たぶん週1エッセイ◆
映画「ヴィヨンの妻」

 生誕100年の太宰治作品の映画化「ヴィヨンの妻」を見てきました。
 封切り2週目日曜日午前中の入りは2〜3割というところ。
 「さまよう刃」に続き、2009年10月18日日曜日に見ましたが、その日も映画を見た後事務所に直行して夜まで仕事・・・その後も仕事に追われて、ようやく今頃書いています。

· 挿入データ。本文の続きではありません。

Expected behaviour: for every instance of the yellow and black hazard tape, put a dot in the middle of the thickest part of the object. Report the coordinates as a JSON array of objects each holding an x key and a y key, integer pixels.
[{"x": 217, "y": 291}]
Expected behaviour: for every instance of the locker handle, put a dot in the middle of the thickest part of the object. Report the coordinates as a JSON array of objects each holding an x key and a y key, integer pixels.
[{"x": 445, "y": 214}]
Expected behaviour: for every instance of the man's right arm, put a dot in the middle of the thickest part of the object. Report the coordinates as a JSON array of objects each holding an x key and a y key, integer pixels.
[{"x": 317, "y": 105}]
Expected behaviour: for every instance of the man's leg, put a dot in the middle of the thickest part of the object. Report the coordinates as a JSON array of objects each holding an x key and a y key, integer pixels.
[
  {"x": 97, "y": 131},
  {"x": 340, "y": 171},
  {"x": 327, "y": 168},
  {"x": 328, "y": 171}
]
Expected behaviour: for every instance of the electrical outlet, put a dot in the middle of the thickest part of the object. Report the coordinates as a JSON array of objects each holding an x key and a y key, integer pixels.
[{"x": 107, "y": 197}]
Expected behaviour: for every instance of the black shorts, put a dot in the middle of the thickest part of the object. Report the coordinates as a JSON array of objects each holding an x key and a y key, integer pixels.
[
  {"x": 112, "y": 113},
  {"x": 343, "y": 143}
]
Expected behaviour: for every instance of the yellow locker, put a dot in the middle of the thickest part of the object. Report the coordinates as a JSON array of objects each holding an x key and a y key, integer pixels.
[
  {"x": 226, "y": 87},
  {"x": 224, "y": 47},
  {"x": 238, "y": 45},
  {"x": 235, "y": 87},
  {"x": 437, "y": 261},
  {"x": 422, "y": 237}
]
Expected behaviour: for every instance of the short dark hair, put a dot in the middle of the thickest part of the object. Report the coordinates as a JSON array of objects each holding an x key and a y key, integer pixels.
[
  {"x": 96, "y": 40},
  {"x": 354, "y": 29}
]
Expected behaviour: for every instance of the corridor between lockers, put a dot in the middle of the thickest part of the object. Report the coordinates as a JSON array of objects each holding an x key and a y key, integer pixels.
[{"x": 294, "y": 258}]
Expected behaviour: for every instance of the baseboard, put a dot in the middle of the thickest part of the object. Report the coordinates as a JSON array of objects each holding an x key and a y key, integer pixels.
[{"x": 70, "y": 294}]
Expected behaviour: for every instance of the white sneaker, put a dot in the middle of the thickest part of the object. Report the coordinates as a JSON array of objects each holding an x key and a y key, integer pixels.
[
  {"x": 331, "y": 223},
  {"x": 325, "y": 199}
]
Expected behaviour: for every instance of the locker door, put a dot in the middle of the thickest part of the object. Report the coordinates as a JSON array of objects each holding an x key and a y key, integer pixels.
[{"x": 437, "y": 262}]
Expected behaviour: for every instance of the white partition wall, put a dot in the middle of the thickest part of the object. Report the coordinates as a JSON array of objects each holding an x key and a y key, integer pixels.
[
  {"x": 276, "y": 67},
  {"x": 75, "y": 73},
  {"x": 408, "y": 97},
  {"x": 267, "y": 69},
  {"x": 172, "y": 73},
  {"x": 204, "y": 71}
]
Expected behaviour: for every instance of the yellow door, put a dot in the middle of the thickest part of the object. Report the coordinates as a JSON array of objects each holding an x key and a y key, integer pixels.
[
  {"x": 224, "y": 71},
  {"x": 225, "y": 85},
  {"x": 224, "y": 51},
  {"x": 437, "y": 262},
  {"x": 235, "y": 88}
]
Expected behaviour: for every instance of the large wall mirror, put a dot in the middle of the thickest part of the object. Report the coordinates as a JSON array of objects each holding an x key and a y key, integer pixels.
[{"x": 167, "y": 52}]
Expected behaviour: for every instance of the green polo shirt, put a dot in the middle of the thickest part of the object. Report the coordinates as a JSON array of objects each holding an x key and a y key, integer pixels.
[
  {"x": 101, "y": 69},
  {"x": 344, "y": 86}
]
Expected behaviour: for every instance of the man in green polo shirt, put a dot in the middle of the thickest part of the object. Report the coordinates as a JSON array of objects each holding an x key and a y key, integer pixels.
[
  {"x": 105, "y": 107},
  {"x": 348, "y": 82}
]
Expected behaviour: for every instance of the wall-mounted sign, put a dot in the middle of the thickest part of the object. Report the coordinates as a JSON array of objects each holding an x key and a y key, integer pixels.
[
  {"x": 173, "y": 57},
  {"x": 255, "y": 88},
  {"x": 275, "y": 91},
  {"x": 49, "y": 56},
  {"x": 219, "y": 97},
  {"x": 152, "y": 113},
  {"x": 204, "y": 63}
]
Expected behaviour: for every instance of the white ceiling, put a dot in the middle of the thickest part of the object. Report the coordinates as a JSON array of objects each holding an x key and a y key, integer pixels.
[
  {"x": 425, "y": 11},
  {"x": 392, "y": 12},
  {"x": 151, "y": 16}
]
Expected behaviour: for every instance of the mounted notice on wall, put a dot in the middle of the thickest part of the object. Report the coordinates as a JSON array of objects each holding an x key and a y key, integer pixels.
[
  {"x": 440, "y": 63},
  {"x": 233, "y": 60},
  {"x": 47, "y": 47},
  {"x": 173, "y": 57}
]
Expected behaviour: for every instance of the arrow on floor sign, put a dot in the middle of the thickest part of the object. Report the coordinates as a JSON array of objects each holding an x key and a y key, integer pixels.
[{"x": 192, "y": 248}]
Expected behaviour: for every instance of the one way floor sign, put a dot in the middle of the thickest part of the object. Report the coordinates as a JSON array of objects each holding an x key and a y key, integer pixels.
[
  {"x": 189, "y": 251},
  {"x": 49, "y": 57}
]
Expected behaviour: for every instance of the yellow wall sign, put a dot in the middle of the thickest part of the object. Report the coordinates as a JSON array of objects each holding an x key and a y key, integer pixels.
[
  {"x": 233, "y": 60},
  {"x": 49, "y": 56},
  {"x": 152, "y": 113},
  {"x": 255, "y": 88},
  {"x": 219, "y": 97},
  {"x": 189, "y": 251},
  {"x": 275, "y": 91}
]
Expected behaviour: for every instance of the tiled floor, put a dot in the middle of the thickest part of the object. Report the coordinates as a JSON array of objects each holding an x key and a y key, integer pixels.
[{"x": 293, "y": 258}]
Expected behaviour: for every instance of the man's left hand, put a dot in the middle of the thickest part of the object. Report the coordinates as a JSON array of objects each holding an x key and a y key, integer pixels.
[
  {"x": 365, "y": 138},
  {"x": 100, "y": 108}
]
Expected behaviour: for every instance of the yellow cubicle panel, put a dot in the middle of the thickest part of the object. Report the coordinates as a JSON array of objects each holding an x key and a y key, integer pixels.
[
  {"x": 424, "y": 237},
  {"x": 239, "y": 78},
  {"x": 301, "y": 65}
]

 気まぐれで女たらしで放蕩者の作家大谷(浅野忠信)の妻佐知(松たか子)が、夫が長年ツケをため続けた挙げ句に仕入れ代金を奪って逃げて作った借金を返すために居酒屋で働き、酔客の間で人気が出て言い寄られながらも夫を愛し続けるという話で、どうしてこういうわがままな夫に尽くしていられるのってテーマの映画ではあります。

 気丈で明るく堅実な松たか子、最初から最後まで松たか子の作品です。
 と同時に、松たか子に恋する男たちの、恋する男って端から見たら情けない・見苦しいよねって姿を、いやというほど見せつけられる作品でもあります。
 松たか子に惚れた若い旋盤工の岡田(妻夫木聡)は、自分は腕がいいから暮らしには苦労させないなどとプロポーズしながら(だいたい、夫が寝ている部屋の外で、プロポーズするか?)、松たか子を抱きしめた場面を大谷に見られたと知るや、逃げ去って二度と現れない。器を超えた見栄を張るけど、本当は度胸のない未熟なやつ。
 大谷は、自分はさんざん他の女と不貞の限りを尽くし、椿屋の女房も寝取っておきながら、自分がコキュ(寝取られ男)になることばかり恐れて、松たか子を尾行したり岡田を尾行したりします。なんか見てていやになるほどねちっこく、情けない。
 そして、松たか子の昔の恋人の辻(堤真一)。弁護士になり、銀行の頭取の娘と見合いしながら、そのことをわざわざ松たか子の勤める店にやってきて伝えるこの未練がましさ。夫が心中未遂事件で警察に留置されたのを弁護を依頼されて「僕の弁護料は高いよ」って言って、夫の釈放後に事務所を訪れた松たか子に、頭取の娘っていっても進駐軍と遊び歩いたすれっからしをつかまされたとぼやき、君が欲しいと言い募る見苦しさ。だいたい意に沿わないなら見合いなんかしなけりゃいいし、結婚すると決めたなら今さら文句言うなよって思う。その上、この人、かつてこいつのために松たか子がマフラーを万引きして警察に捕まったのを見ながら警察署の前から黙って逃げ去ったという引け目というか、借りがあったわけで、それだったら、弁護料は過去のことを君が許してくれるのならそれで十分だくらい言えよって思います。それをまぁ・・・同業者ということで見方が厳しくなってるかもしれませんが、私には、これが一番情けなかった。

 松たか子と愛人秋子(広末涼子)との女の確執も、少しは描かれていますが、前宣伝の印象とは違って、そこはほんの少し。どうでもいいけど、ヒロスエってベッドシーン役の印象が強くなってきているような・・・「ゼロの焦点」はそうでないといいけど。